Medical practices across the country are rolling out patient portals, which are secure websites where patients can view, download and share their health information, including bloodwork and lab results. They can also contact staff and doctors via a messaging system and request medical records, prescription refills and appointments — all 24/7.
Mary*, an RN in New York, loves using patient portals. She typically works overnight shifts and isn’t awake during normal business hours, so the service allows her to take care of medical tasks when it’s convenient. For example, she receives an appointment time within three days of requesting one via the portal.
Still, other patients, even the most technologically savvy, find these portals to be unfriendly. And some note that some portals aren’t mobile friendly, limiting their usefulness for patients on the go.
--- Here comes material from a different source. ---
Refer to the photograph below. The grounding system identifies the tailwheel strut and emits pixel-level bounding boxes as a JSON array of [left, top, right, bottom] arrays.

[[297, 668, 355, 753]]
They can also come with hidden costs. Another client, Ashley, was offered access to a free patient portal and told to email her child’s pediatrician with any questions — but later received bills for $50 per email.
Some medical practitioners also offer telemedicine, or patient appointments via telecommunications technologies such as Skype. This service increases access to medical care in underserved regions and remote areas. It can also cut down on costs associated with traditional health care.
It’s a new process, but some states — including New York — already require insurance companies to cover telemedicine as they would in-office services. But doctors don’t necessarily advertise this to their patients. Visits can cost as little as $25 and help patients avoid in-person visits for routine ailments, but many don’t know they have the option.
Patient portals and telemedicine can benefit both patients and medical personnel, but doctors should do a better job of making both user-friendly, cost-effective experiences and publicizing their availability. In the meantime, patients should ask their practitioners and insurers about online medical services, including the costs involved, before diving in.